Aufgabe des Amtes des Vorsitzenden

Lebenshilfe: Vocke tritt zurück

Claus Wilhelm Vocke, ehemaliger Vorsitzender des Vereins Lebenshilfe Grafschaft Diepholz, und Ehrenvorsitzende Hannelore Krause.

Sulingen - Claus Wilhelm Vocke hat die Mitglieder des Vorstandes des Vereins Lebenshilfe Grafschaft Diepholz am Donnerstag über seinen Rücktritt informiert. Er, der im Oktober 2013 von Hannelore Krause den Vorsitz über den Trägerverein der Lebenshilfe Grafschaft Diepholz gGmbH übernommen hatte, war am Freitag für eine Stellungnahme zu den Hintergründen seiner Entscheidung nicht zu erreichen.
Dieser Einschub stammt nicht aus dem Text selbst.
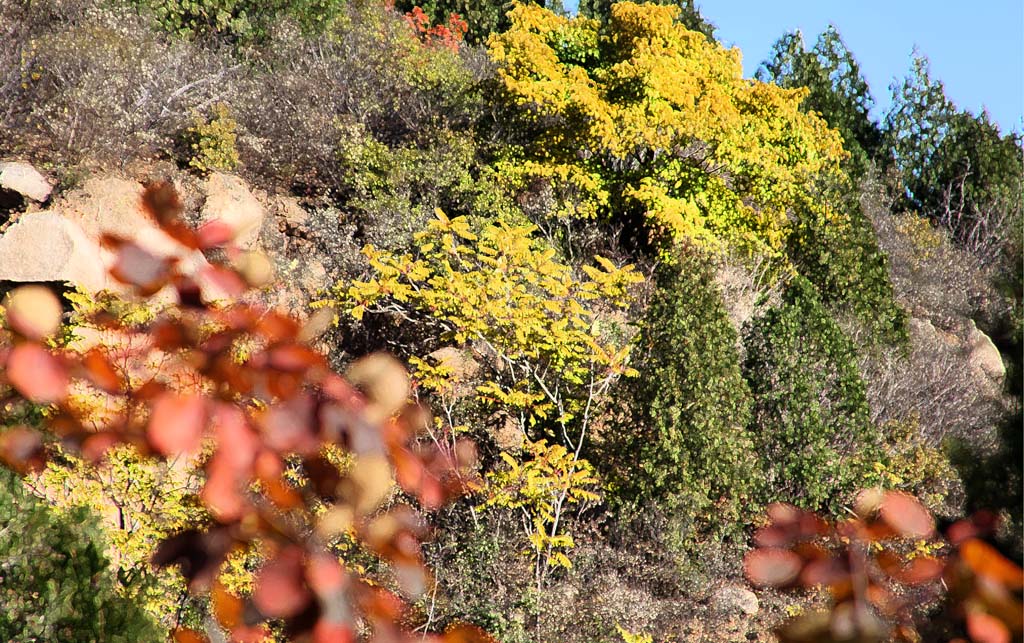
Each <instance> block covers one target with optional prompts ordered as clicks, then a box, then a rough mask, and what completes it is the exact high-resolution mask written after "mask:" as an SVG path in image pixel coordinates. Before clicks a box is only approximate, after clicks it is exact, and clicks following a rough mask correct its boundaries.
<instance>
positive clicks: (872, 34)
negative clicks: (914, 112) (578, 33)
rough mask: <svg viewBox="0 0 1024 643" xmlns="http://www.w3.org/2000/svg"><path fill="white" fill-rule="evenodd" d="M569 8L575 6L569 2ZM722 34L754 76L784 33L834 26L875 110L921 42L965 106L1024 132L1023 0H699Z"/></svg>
mask: <svg viewBox="0 0 1024 643" xmlns="http://www.w3.org/2000/svg"><path fill="white" fill-rule="evenodd" d="M565 4H566V6H569V7H574V6H575V2H574V1H573V0H568V1H567V2H565ZM696 4H697V6H699V7H700V10H701V12H702V13H703V15H705V16H706V17H707V18H708V19H709V20H711V22H712V23H713V24H715V26H716V27H717V28H718V31H717V32H716V34H717V36H718V38H719V39H720V40H721V41H722V42H724V43H725V44H726V45H735V46H737V47H739V48H740V50H742V52H743V71H744V73H745V74H746V75H748V76H752V75H753V74H754V71H755V70H757V68H758V65H760V62H761V60H762V59H764V57H765V56H766V55H767V54H768V51H769V50H770V49H771V45H772V43H774V42H775V40H776V39H777V38H778V37H779V36H780V35H782V34H783V33H784V32H787V31H793V30H796V29H800V30H801V31H802V32H803V33H804V38H805V39H806V40H807V41H808V45H813V43H814V39H816V38H817V35H818V34H819V33H821V31H823V30H824V29H825V27H827V26H828V24H829V23H833V24H835V25H836V26H837V27H838V28H839V31H840V34H841V35H842V36H843V40H845V41H846V44H847V46H848V47H849V48H850V50H851V51H853V53H854V55H855V56H856V58H857V61H858V62H859V63H860V66H861V70H862V72H863V74H864V77H865V78H866V79H867V82H868V84H869V85H870V87H871V94H872V95H873V97H874V99H876V101H877V105H876V115H877V116H878V114H879V113H880V112H881V111H884V110H885V108H886V106H887V105H888V104H889V96H890V92H889V84H890V83H891V82H892V80H893V79H894V78H896V77H898V78H901V79H902V78H903V76H905V75H906V73H907V70H908V69H909V67H910V52H911V51H912V50H913V47H914V46H915V45H916V46H918V48H919V50H920V51H921V52H922V53H924V54H925V55H927V56H928V57H929V59H930V60H931V62H932V77H933V78H938V79H940V80H941V81H942V82H943V83H944V84H945V88H946V95H947V96H949V97H950V98H951V99H952V100H953V101H954V102H955V103H956V104H957V105H958V106H959V108H962V109H967V110H971V111H972V112H975V113H977V112H980V111H981V108H982V105H984V106H986V108H987V109H988V112H989V115H990V116H991V117H992V118H993V120H995V121H996V122H997V123H998V124H999V125H1000V127H1001V129H1002V130H1004V131H1008V130H1010V129H1014V130H1016V131H1018V132H1020V131H1022V129H1024V124H1022V115H1024V2H1022V0H974V2H962V1H961V2H952V1H951V0H930V1H929V0H886V1H883V0H860V1H859V2H852V1H850V0H697V2H696Z"/></svg>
Annette Lüneburg, als Geschäftsführerin der gemeinnützigen Gesellschaft beratendes Mitglied im Vorstand des Vereins Lebenshilfe, teilte auf Anfrage mit, dass die verbleibenden Vorstandsmitglieder vor der Jahreshauptversammlung im Dezember keine Stellungnahme abgeben werden. „Wir werden zu der Versammlung für den 7. Dezember einladen.“ Geplant seien für die Versammlung Neuwahlen zum Vorstand. Weitere Details verriet die Geschäftsführerin nicht.

Vorstandsmitglied Torsten Freyer bestätigte die Haltung der Geschäftsführerin. „Wir werden unsere Stellungnahme zu den Vorgängen erst während der Mitgliederversammlung veröffentlichen.“ Auch die Mitglieder selbst werde man bis zu dem für die zweite Dezemberwoche geplanten Termin in Unkenntnis lassen. Freyer, auf die Frage, wer den Vorstand nach dem Rücktritt Vockes, dem der der stellvertretenden Vorsitzenden Jurina Freye vorausgegangen war, führt: „Darüber haben wir noch nicht gesprochen.“

Nicht ausgeschlossen ist, dass der Rücktritt Vockes im direkten Zusammenhang mit dem Scheitern der angedachten Fusion der Lebenshilfe Grafschaft Diepholz und der Lebenshilfe Syke mit den Delme-Werkstätten mit Sitz in Bassum steht. Beide Lebenshilfen gehören zu den Gesellschaftern der Delme-Werkstätten; die Lebenshilfe Grafschaft Diepholz hält 50 Prozent der Gesellschafteranteile. Erst am Dienstag war das Scheitern bekannt geworden. Der Vorstand des Vereins Lebenshilfe Grafschaft Diepholz als Träger der gleichnamigen gGmbH hatte mehrheitliche gegen das Vorhaben gestimmt (wir berichteten). Vocke gilt als Befürworter der Fusion.

Die Planung der Verschmelzung selbst waren Ende Oktober im Nachgang einer Mitarbeiterversammlung öffentlich geworden.

Der Betriebsrat der gGmbH solle die Versammlung ohne Beteiligung des Vorstandes des Trägervereins anberaumt haben.

Claus Wilhelm Vocke hatte daraufhin mitgeteilt, dass die Diskussionen im Vorstand auf bloßen Überlegungen beruht hätten.